Stale Cinnamon Raisin Bagel Bread Pudding

Daily writing prompt
What’s your favorite thing to cook?

What’s my favorite thing to cook?
It’s stale cinnamon raisin bagel bread pudding—and the reason still isn’t the food itself.

My father used to make it.

And one detail I can see as clearly as if it were sitting on the counter right now: it was always in a deep dish baking dish. Not a shallow pan. Deep. Heavy. The kind that lets everything sink, soak, and turn into something richer than it started.
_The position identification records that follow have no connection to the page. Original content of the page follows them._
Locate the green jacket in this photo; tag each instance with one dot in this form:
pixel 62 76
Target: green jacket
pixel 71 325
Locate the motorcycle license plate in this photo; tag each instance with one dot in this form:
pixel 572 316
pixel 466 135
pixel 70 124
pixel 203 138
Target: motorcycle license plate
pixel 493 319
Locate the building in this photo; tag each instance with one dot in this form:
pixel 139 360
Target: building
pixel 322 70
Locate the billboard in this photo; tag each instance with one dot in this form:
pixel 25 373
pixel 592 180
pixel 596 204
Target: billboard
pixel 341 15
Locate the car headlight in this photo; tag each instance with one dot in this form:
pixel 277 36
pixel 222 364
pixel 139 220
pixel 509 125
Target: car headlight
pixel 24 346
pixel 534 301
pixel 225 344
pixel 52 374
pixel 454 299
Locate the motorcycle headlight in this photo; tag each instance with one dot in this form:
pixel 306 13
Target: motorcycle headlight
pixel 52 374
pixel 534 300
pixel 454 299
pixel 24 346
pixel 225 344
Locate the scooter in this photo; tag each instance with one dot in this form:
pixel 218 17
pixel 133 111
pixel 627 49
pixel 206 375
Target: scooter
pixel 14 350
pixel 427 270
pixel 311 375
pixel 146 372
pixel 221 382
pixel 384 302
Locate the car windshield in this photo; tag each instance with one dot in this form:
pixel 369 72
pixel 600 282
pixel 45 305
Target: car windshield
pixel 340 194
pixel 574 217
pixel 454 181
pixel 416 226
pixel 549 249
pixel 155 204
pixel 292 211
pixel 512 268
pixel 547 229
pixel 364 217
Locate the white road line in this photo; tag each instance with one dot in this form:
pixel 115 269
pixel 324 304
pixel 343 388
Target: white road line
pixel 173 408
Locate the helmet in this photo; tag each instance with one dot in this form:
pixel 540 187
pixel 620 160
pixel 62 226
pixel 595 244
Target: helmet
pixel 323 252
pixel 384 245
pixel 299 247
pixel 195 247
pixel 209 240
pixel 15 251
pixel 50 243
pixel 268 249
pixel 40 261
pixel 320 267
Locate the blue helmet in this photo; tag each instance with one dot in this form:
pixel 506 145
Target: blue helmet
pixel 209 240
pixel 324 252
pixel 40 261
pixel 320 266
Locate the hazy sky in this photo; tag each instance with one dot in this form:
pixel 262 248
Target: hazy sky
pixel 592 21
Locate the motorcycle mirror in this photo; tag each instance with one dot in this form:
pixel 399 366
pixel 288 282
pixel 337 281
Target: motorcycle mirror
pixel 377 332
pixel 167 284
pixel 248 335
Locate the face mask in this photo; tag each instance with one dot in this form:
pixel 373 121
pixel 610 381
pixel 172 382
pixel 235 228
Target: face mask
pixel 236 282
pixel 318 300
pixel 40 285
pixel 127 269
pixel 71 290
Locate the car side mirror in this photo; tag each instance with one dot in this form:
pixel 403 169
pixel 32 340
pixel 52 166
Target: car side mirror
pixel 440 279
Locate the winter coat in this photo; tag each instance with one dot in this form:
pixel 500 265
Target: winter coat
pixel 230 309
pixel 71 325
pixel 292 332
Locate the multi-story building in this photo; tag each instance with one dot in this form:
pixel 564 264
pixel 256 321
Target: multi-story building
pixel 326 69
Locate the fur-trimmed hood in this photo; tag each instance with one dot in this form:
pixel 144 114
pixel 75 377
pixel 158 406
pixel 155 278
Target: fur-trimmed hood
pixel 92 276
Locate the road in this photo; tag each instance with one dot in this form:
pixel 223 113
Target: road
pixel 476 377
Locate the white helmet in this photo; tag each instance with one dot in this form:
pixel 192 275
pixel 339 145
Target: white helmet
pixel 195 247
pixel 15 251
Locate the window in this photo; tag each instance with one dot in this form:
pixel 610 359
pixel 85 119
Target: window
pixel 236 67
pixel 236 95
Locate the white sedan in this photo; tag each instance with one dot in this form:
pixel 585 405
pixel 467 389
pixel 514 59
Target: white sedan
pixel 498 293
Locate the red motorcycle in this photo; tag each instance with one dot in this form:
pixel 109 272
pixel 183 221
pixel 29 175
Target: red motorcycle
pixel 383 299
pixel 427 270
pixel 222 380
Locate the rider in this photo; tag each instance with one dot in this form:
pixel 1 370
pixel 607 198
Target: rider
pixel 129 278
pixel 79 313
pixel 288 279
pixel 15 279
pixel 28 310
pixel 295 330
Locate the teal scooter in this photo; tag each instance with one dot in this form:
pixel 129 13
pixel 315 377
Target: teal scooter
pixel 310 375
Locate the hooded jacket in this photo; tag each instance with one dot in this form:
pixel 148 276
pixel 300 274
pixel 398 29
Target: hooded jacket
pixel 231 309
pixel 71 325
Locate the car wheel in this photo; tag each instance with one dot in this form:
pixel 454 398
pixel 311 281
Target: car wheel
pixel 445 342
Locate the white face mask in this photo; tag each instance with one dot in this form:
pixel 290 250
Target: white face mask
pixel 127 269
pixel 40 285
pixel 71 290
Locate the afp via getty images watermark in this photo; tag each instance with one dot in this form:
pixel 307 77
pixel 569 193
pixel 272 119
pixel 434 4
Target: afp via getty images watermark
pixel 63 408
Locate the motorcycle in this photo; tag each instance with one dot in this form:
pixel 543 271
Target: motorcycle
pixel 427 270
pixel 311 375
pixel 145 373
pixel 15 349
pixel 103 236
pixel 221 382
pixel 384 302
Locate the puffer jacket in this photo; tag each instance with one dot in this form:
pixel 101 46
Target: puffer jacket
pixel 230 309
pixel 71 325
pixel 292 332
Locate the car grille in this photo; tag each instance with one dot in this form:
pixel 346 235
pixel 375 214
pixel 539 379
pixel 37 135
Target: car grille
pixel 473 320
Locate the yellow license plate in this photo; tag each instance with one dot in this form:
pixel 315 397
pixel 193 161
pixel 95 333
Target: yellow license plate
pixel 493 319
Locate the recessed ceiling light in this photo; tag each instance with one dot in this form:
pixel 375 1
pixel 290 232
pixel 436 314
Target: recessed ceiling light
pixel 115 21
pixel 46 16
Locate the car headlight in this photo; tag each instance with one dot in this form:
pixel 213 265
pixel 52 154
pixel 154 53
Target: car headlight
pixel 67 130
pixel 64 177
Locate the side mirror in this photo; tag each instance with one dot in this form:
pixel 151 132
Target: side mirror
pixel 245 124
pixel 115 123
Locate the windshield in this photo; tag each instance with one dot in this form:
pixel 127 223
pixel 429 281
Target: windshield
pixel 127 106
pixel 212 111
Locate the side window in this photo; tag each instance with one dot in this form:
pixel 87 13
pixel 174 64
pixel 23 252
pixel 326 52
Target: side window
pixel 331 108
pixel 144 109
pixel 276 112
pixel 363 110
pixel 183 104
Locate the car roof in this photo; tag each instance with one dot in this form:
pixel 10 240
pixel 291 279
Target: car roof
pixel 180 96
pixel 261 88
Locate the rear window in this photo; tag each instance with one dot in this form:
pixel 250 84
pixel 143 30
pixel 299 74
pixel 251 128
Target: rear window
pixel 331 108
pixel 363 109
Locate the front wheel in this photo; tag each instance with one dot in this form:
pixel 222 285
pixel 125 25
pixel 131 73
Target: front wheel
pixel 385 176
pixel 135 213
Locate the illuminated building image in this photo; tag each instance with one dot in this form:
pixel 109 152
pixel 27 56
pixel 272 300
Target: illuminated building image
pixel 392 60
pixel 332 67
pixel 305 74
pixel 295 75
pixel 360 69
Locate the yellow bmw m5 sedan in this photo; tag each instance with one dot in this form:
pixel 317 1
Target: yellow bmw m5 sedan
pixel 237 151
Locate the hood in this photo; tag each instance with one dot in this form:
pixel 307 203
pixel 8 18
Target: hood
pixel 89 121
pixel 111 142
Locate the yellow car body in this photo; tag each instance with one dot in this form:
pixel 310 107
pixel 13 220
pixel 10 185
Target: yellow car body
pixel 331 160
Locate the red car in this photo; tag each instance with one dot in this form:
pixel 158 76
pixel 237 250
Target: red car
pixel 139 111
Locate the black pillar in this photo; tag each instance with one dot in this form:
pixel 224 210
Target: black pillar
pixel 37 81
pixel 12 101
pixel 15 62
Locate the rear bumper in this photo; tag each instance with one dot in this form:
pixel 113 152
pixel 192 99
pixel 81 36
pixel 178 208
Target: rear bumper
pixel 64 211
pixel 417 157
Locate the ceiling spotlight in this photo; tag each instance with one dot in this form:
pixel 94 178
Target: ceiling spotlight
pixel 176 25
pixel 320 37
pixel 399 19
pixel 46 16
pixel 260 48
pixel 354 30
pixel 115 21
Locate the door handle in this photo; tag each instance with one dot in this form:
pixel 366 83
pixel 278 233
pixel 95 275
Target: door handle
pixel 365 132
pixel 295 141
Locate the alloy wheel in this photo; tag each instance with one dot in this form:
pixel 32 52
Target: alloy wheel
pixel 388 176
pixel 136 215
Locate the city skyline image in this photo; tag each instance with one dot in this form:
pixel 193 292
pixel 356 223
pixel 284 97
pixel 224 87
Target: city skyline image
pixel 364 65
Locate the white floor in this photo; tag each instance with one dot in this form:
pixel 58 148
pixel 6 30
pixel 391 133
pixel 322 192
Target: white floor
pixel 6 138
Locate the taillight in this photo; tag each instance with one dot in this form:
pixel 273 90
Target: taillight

He’d tear up the stale cinnamon raisin bagels and pile them in there until the dish looked almost too full. Then came the pudding mixture—eggs, brown sugar, cinnamon, vanilla, melted butter—and a lot of whole milk. Enough that the bagels were completely saturated. Not damp. Not just coated. Fully soaked. Pressed down into the milk until they stayed there.

That dish went into the refrigerator overnight. No shortcuts. By morning, the bagels had absorbed everything. They weren’t bagels anymore. They were soft, dense, and heavy with custard, sitting deep in that dish the way they were meant to.

The next day it went into the oven, slow and steady, and the house filled with that smell—cinnamon, warm milk, baked sugar. You didn’t need to ask what was cooking. You already knew.

That deep dish mattered. It held the moisture. It kept the center soft and almost spoonable while the top baked into a golden, slightly crisp layer. Every bite was warm, rich, and comforting.

That’s how I still make it. Same deep dish. Same overnight soak. Same patience.

My father never wrote any of this down. He didn’t have to. He showed me by doing it. And every time I slide that heavy dish into the oven, I’m reminded how food carries people forward long after they’re gone.

That’s why it’s my favorite thing to cook.
Not because it’s impressive—but because it’s home.